Robert W. Walker’s
O’Dule’s bar and bistro stood like an invitingly cozy, ivy-laden, green painted Irish drawbridge at the bottom of a large brownstone castle—welcoming at the base of an older structure with pinnacles and spiral outcroppings, missing only the gargoyles. The building had character, the character of the sixties, but like Rydell’s building down the street, it’d been slated for eventual knock-down. Another mall was needed. And while the wrecking ball might take a year, it would find O’Dule’s, despite the sad hue and cry of old-time patrons. Blind as a wrecking ball had become the battle cry of the opposition in op-ed pieces in the Atlanta Constitution. To be sure, a small but vocal minority favoring old Atlanta to new—the same group that stood against gambling casinos and urban renewal plans geared only to the tourism trade. The same group who preferred to say confound it instead of a four-letter word. Still, who could fight it? The New Look of ’Lanta with its own theme song, an old Disney favorite about blue birds and butterflies, peaches and sunshine? And jobs! Men at work, even women at work alongside illegals at work. Meanwhile the fat got fatter, rich richer—men of position and wealth made it so; men with deep pockets who laid out small fortunes on a media campaign blitz that proved Pavlov’s Dog was alive and well.
A whole other world of concerns Marcus had little use for as he made his way down the humid street to the bar.
O’Dule’s flanked two streets—Peachtree Street and a peach pit of a court named for a governor lost in time. In summer, extra seating outdoors enticed the yuppie crowd to sit among the twittering birds in the trees, which would not be here next year. Outdoor seating under the stars blotted out by the city lights. Seating amid the sweet Oleander bushes but the odor of flowers always lost out to car fumes.
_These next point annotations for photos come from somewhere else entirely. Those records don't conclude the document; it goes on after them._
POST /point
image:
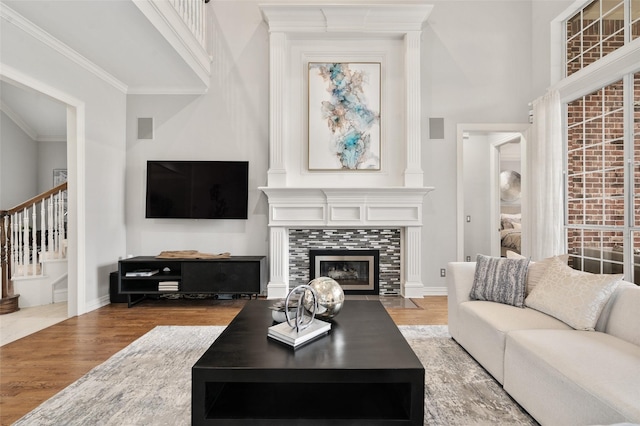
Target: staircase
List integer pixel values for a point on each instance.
(33, 239)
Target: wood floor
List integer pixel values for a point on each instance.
(36, 367)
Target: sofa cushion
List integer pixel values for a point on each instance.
(500, 280)
(573, 377)
(622, 310)
(572, 296)
(484, 326)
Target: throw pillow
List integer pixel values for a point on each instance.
(574, 297)
(536, 269)
(501, 280)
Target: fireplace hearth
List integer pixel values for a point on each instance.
(357, 271)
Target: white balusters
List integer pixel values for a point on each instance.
(192, 13)
(50, 222)
(26, 249)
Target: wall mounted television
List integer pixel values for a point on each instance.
(197, 189)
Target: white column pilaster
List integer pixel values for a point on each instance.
(413, 174)
(278, 286)
(277, 174)
(412, 286)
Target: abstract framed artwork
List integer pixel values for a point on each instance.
(59, 176)
(344, 116)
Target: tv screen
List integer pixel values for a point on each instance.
(197, 189)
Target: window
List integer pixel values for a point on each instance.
(597, 30)
(602, 217)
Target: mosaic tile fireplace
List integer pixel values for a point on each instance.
(386, 243)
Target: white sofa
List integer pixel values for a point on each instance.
(560, 375)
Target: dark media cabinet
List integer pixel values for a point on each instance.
(236, 275)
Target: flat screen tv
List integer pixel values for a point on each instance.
(197, 189)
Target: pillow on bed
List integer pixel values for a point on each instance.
(507, 220)
(501, 280)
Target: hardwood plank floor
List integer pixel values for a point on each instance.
(36, 367)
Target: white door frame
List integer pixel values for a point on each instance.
(463, 128)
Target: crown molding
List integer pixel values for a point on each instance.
(16, 118)
(14, 18)
(396, 18)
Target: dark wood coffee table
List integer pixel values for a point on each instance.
(363, 372)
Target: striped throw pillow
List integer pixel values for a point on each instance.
(501, 280)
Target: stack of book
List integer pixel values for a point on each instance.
(142, 273)
(168, 286)
(284, 333)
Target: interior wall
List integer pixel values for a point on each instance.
(51, 155)
(477, 180)
(230, 122)
(482, 62)
(18, 160)
(478, 65)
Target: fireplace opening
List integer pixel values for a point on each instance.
(357, 271)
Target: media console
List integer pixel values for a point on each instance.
(147, 275)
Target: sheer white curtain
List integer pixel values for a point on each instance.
(544, 157)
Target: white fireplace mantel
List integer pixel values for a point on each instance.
(338, 207)
(398, 207)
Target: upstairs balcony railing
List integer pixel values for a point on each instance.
(30, 233)
(192, 13)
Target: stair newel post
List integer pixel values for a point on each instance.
(24, 241)
(15, 238)
(34, 238)
(43, 228)
(59, 222)
(9, 301)
(50, 223)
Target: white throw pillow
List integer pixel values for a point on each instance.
(574, 297)
(536, 269)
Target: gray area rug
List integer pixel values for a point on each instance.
(149, 383)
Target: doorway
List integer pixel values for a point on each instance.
(76, 303)
(479, 203)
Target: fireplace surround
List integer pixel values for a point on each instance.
(301, 32)
(357, 271)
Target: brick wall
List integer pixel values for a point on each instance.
(596, 167)
(387, 241)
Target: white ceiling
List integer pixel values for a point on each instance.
(112, 34)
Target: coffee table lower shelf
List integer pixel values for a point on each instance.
(315, 403)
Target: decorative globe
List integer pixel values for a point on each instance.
(330, 297)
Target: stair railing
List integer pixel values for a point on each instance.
(29, 233)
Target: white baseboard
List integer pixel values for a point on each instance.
(61, 295)
(435, 291)
(97, 303)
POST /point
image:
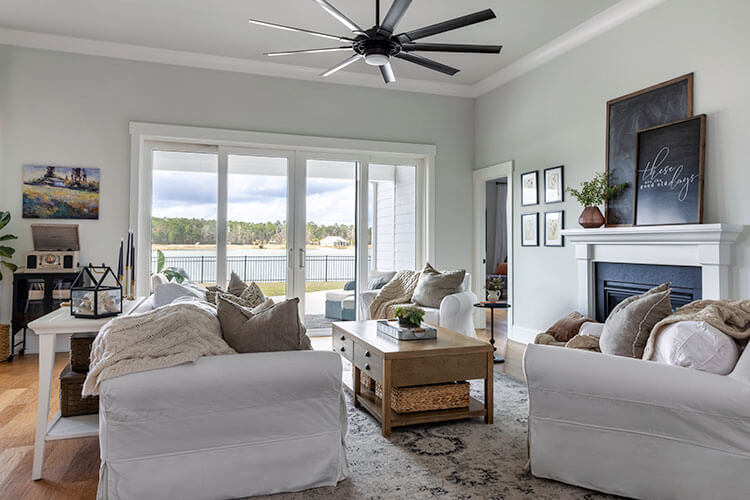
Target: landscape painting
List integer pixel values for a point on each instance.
(60, 192)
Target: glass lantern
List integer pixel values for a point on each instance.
(96, 293)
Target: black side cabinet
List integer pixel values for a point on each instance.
(34, 295)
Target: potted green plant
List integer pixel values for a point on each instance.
(410, 316)
(592, 194)
(6, 253)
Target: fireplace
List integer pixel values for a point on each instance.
(616, 281)
(699, 253)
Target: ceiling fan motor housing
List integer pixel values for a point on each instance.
(376, 50)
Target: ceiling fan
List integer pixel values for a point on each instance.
(378, 44)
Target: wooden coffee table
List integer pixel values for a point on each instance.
(448, 358)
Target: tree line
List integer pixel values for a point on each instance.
(184, 231)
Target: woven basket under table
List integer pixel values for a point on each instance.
(71, 402)
(423, 397)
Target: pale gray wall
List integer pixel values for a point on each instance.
(68, 109)
(556, 115)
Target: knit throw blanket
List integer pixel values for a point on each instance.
(396, 292)
(729, 316)
(177, 333)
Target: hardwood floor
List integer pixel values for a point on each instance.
(71, 467)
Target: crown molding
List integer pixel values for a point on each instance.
(142, 53)
(601, 23)
(593, 27)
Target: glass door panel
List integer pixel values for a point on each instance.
(330, 257)
(183, 213)
(257, 221)
(393, 217)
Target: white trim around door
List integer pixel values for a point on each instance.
(481, 176)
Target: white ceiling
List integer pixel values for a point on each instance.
(220, 28)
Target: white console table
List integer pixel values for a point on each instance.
(47, 328)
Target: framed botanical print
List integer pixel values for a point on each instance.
(553, 184)
(530, 230)
(553, 226)
(529, 188)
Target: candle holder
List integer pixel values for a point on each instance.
(94, 295)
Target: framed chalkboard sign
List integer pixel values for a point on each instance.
(669, 175)
(657, 105)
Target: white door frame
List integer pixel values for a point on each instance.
(481, 176)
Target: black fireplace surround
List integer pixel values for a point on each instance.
(616, 281)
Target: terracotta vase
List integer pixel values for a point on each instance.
(591, 218)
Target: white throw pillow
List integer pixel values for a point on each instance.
(698, 345)
(169, 292)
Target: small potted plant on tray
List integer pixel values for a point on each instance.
(410, 316)
(592, 194)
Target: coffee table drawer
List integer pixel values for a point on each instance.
(370, 362)
(343, 346)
A blustery wind kept threatening to become more than just gusts. It kicked up debris from gum wrappers and matchbooks to political flyers and plastic bags to discarded vials and tossed Styrofoam cups, plastic utensils, and ticket stubs. A virtual parade of trashed items happened by in the growing river of wind. This oughta make outdoor seating even more of an adventure than it already was, he thought. The whole notion needed to be lampooned by a comedian of Louis Black’s stature.
Rydell hated the little iron chairs along the side street. He much preferred the dark interior of the old Irish bar, as it reminded him of his days as a young patrol officer in Chicago. However, Dr. Holley had gotten to O’Dule’s ahead of him and had taken an outdoor table. Wrought iron on the rear, he thought and frowned, most unpleasant.
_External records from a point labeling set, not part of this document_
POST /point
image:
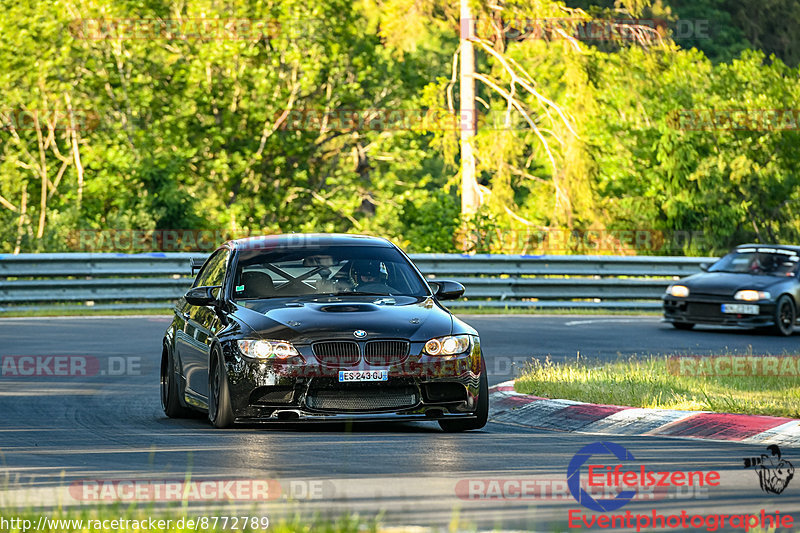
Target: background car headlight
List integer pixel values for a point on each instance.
(450, 345)
(751, 296)
(269, 349)
(678, 291)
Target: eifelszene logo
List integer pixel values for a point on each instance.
(617, 476)
(774, 473)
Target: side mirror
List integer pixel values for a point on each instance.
(447, 290)
(201, 296)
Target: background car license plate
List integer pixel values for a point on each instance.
(363, 375)
(740, 309)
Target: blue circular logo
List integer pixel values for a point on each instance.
(574, 476)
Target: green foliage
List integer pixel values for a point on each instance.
(196, 133)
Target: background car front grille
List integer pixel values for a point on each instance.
(364, 399)
(705, 310)
(337, 353)
(386, 352)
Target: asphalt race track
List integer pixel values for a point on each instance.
(63, 437)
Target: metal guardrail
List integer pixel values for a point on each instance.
(155, 280)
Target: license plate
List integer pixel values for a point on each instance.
(363, 375)
(740, 309)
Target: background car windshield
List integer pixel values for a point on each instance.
(758, 262)
(373, 270)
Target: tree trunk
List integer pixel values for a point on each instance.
(469, 187)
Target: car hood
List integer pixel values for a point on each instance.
(306, 320)
(727, 283)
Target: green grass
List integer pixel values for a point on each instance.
(647, 382)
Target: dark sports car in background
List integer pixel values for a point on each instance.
(753, 286)
(321, 327)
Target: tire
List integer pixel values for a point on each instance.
(457, 426)
(785, 316)
(220, 413)
(170, 389)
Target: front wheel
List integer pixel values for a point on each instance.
(220, 413)
(171, 388)
(482, 413)
(785, 316)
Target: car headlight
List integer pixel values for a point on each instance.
(678, 291)
(450, 345)
(751, 296)
(268, 349)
Dr. Holley waved him to the table she’d located alongside the city gutter where a thin black metal railing separated the table from parked cars on the side street. He said nothing about it, sure that for her smile, a man could put up with any discomfort. Instead, Marcus waved and joined her under the absent stars, amid the war between Oleander perfume and car fumes, alongside the twittering of small rodents where the entertainment consisted of a discarded paper bag dancing to the whims of the wind—as opposed to a TV inside tuned to ESPN’s sports highlights of the day.
“Hope you don’t mind,” she began as Marcus approached.
“The table? No, nahhh…love the great outdoors, if you can call this the outdoors,” he lied and joked simultaneously while pulling out a seat. Multi-tasking, he thought but said, “Nice night for under the stars if only we could see them.”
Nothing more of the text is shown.